Simple lines and sailing pleasure define the values of the beautiful new Swan 115 launched by Nautor at the Monaco Yacht Show
A year after the debut of the Swan 105, Nautor returned to the Monaco Yacht Show last week with a yacht even larger. The first Swan 115, the dark blue-hulled Solleone, represents a key part of the Finnish company’s grand plan to extend its range in both directions.
With orders for four 115s, the move to semi custom carbon superyacht territory has been perhaps more successful than even Nautor dared hope. The company seems to have timed it just right: after a sharp contraction in sailing superyachts builds since 2008, demand is returning, though tentatively, and Nautor’s Swan is well-placed by being such a long-established prestige brand.
“In a world full of custom yachts, this will still be a Swan in ten years’ time. Owners have an idea what the cost will be. You can adapt, but it’s a formula. We spend so much money and time on designing and engineering; you are not paying for this optimisation,” says Barry Ashmore, Nautor’s regional sales and marketing director.
But leave aside the marketing proposition and look at the yacht itself and you see something truly lovely. This really does feel like a pure sailing yacht, in every respect. On deck it is exceptionally uncluttered, with a large forward cockpit seating area, and clean decks from there forward. Systems are deliberately simple for the size, with manual steering, and deck winches rather than captive winches for runners, mainsheet and headsails.
The sheer pleasure of sailing the boat (designed like all other modern Swans by German Frers) has been foremost. Hull no 1 is a 115 ‘S’, a semi-raised saloon model (a flush deck version is available), and has been cruised this summer by Nautor’s owner, Leonardo Ferragamo. Spars are carbon and the rigging is Southern Spars’s ECSix carbon. She has a large fat-top mainsail to capitalise on light winds, and is fully powered up in 12 knots of wind.
There are large twin rudders for easy sailing at lower speeds and though we have yet to test sail this boat, I can well believe the company’s boast that her handling is akin to a 60-footer. In the 3,500 miles logged since she left the yard in Finland, Solleone has covered around half of that under sail and her captain says that she makes a very manageable average of 15-16 knots in reaching conditions of 18-20 knots under single reef and jib.

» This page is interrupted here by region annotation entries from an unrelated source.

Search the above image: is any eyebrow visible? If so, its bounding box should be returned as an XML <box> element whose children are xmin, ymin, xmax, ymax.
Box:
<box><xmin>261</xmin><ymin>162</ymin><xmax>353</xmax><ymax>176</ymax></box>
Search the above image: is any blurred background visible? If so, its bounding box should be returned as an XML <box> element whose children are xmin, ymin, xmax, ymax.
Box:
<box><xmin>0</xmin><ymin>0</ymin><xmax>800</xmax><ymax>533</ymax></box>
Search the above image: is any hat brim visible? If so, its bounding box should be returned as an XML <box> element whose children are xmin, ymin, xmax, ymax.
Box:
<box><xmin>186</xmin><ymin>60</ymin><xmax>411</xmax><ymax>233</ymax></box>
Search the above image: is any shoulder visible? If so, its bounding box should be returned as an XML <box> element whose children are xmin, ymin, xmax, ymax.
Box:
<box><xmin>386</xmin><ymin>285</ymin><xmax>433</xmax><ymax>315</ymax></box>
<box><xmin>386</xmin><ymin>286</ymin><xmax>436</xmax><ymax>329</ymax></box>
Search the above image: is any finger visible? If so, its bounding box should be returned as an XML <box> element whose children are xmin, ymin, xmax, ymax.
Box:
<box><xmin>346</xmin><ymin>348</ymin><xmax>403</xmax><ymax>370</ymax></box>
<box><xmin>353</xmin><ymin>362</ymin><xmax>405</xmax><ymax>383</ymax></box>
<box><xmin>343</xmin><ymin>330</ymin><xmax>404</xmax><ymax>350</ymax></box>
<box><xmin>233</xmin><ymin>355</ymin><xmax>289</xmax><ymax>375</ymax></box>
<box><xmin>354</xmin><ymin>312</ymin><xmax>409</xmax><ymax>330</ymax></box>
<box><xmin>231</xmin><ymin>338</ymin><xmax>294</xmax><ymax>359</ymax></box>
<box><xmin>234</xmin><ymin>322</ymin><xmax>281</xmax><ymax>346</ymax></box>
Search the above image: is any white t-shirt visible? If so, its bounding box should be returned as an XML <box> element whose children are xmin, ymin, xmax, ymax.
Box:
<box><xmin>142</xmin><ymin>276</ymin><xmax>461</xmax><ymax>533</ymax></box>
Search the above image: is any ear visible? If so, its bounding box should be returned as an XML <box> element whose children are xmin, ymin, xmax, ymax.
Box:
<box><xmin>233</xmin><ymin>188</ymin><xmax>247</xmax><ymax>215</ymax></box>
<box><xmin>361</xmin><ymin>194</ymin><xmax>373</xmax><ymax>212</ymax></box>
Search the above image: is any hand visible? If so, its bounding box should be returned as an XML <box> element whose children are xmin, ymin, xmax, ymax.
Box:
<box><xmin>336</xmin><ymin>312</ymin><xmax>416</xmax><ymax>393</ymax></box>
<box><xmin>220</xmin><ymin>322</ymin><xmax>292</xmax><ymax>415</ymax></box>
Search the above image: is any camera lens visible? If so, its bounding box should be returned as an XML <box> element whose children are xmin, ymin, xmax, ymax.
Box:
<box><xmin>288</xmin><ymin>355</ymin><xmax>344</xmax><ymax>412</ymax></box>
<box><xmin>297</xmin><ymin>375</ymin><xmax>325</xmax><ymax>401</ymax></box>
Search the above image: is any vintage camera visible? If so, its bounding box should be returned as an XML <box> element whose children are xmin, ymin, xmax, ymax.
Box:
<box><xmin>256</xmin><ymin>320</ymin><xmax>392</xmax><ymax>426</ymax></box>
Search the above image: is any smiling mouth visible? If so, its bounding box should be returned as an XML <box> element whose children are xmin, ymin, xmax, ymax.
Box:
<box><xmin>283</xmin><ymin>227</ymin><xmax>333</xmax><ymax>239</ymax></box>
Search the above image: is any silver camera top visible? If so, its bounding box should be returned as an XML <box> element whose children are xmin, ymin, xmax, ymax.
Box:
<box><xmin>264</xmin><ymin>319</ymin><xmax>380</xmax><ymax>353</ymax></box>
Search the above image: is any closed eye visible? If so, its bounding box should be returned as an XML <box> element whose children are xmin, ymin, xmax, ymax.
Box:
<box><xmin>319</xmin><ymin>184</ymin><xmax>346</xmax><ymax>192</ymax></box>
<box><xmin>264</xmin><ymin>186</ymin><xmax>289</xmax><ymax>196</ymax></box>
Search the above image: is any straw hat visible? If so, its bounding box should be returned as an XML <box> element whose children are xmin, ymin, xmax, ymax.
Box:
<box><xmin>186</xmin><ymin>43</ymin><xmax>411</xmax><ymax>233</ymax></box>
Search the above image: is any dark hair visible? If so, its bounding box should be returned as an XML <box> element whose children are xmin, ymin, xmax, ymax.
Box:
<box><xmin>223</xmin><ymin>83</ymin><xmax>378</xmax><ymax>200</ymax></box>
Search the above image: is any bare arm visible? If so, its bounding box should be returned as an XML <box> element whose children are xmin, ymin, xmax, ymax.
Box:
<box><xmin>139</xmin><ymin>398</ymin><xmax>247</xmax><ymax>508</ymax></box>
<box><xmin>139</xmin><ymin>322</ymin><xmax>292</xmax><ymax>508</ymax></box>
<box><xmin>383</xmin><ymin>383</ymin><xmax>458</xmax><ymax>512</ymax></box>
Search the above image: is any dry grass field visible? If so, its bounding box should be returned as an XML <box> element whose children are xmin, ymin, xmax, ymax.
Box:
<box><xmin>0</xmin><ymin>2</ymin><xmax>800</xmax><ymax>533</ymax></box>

On deck, the Swan 115 sports some fine detailing. The teak decks are laid straight, rather than following the hull curve, and there is no king plank – Frers’s suggestion. The effect, together with light grey caulking, gives the deck a crisp and clean look.
A bimini is lowered and raised on gas struts and folds down into recessed stowage just forward of the companionway entrance, rather like the roof of a soft top car. A sprayhood can be raised out of the same recess.
Below there is a large seating area on both sides and a dining area in the lower part, both of which can be used for parties. Crew accommodation is forward and two guest cabins and a full beam owner’s stateroom aft.
For this yacht Nautor and Ferragamo have elected to stick to an archetypal Swan look. Next year the company marks its 50th birthday and will be celebrating this heritage. The Swan ‘look’ that has kept their boats among the most coveted and sought after is easily recognisable here and confidently goes against the grain of most superyachts.
For example, the joinery in teak has a high gloss finish, just like on the original Swans. The louvred doors and lockers have old school look, and with a few other discreet retro fittings this is beautifully effective.
Nautor has kept the design and layout deceptively simple with little adornment other than small and not immediately noticeable touches such as stitched leather handholds, leather-covered horizontal surfaces and picture frames that open up to reveal lockers. It is a totally clean look that is an absolute fit.
Superyacht it may be, but this looks like a proper sailing yacht and its design and execution has a timeless quality that would not be foreign to any Swan owner of times gone by.
The new Swan 115 is only part of a branching out for the company and a wave of fresh investment in growing the brand and company. Next comes an even larger design, the Swan 130, which matches a similar sized design coming from rival company and near neighbour Baltic Yachts.
But Swan also has its regatta racing background and is on the verge of launching a new one-design performance racer (more after the unveiling later this week). This will be an exciting extension and updating of the ClubSwan concept, which will be used to introduce more radical designs.
The company has yet more plans to reach into smaller yachts. They recently announced a new Swan 54, another yacht that has hit square on latent demand. Swan made sales of four of these in the fortnight following the launch.
They also have plans for a Swan 78 for serious bluewater cruising, and are looking at the possibility scaling down at the smaller end of their range and “may have a 46 or a 48.”